The Holly and the Ivy or The Pony and the Elephant

The Holly and the Ivy or The Pony and the Elephant December 16, 2016

Holly_and_Ivy_Wadsworth_opt

Christmas has traditions that you should change and make your own, but some things get worse with tinkering. I should know.

My children had two bath toys, a pony and an elephant, that endured through many adventures in cleanliness. They lasted long enough to need their own song and I “wrote” one called The Pony and the Elephant. This literary wonder was set to the tune of The Holly and the Ivy. By great good luck, this Christmas song is almost never sung, but merely played.

My children thought The Pony and the Elephant was everywhere come Christmas time. They could even sing along in the store:

The Pony and the Elephant

They play with all the children.

I love the Pony and the Elephant.

They are my best friends. 

Shakespeare? This is not even Michael Bay, though it is singable. The last line does not, quite work, but if one lingers fondly on “are” the words can be made to fit.
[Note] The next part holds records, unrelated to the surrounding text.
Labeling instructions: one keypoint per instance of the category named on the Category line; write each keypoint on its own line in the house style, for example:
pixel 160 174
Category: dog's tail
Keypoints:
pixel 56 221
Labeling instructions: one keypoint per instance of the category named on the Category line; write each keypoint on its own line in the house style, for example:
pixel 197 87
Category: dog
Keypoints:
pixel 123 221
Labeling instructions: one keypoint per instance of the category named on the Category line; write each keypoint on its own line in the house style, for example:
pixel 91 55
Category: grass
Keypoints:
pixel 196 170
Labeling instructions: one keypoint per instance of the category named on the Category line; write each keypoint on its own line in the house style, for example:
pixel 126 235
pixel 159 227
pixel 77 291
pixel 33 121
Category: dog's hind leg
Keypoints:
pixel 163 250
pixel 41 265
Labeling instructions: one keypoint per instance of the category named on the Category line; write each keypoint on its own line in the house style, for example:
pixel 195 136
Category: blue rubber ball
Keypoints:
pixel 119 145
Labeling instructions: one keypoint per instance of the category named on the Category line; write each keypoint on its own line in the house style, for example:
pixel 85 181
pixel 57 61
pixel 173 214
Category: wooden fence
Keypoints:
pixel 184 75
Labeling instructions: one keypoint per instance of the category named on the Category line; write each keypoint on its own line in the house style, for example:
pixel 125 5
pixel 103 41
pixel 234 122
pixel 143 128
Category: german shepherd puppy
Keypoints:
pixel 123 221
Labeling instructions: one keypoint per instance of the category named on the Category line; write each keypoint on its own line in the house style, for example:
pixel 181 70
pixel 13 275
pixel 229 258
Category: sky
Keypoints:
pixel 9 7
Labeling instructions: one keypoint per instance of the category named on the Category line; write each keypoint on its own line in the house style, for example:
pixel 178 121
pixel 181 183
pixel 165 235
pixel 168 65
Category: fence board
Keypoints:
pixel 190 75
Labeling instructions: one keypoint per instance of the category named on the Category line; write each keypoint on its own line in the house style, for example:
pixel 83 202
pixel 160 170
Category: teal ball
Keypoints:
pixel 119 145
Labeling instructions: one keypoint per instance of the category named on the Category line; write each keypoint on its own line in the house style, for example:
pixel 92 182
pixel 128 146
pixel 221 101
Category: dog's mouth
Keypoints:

This adaptation was fun for the kids, but did cheat them out of a much more interesting poem.

I can live with that . . . it is not quite the train wreck of those who decide to improve on Cranmer and company and create their own weddings. Of all prose, liturgical prose is the hardest to get right: theology, clarity, God centered. Nobody goes wrong with “Dearly beloved . . . ” but quite a few people went very wrong when they created vows nobody should keep (“I will stay with you as long as our love lasts. . . .”) or could keep (“I will love you while stars flame out and sand is fused to glass . . . “).

Making a Pony and an Elephant out of a wedding or a funeral is pretty serious. The same thing is true of the heart of Christmas. Fun stories like Santa exist so we can mess with them. Fictional characters have a kind of reality, but a kind that can receive our little changes without harm. They do not do great cosmic work like other vows, stories, or hard realities.

The story of Jesus is the hard reality of Christmas. You cannot adapt the truth of it by putting Santa at the manger without spoiling something that should not be spoiled. Moses was told to speak to the rock the second time, but decided to strike the rock again. God was not amused, because this was a deep image. God became man so that humans could become like God. We’d better leave His symbols of nativity alone.

The story does too much work to mix it with our “little” additions.

Personalize a shirt, a theme park experience, you can even personalize your cable package. Holidays, being holy days, and all, are a bit trickier. Every family should have eccentric traditions, like the ornaments we have collected over the years. We may be the only Christmas tree with Star Trek, Disney, Titanic, President Garfield, and Mickey Mouse. If not, we need to meet that other family! Our tree is personalized, because that is what trees can do.

Our creche is not different: Mary, Joseph, shepherds, the baby, and some animals. We can make our little stories, but the Big Story is unchanging and we allow that story to change us. We are personalized by God in the story of Christmas. One bit of good news is that same story impacts the clay of our souls, each unique, differently. We are shaped by Bethlehem in our own ways, but the creche shape is still recognizable.

Find something in your house you can Pony and Elephant, but for the sake of the children, tell the truth about the Truth.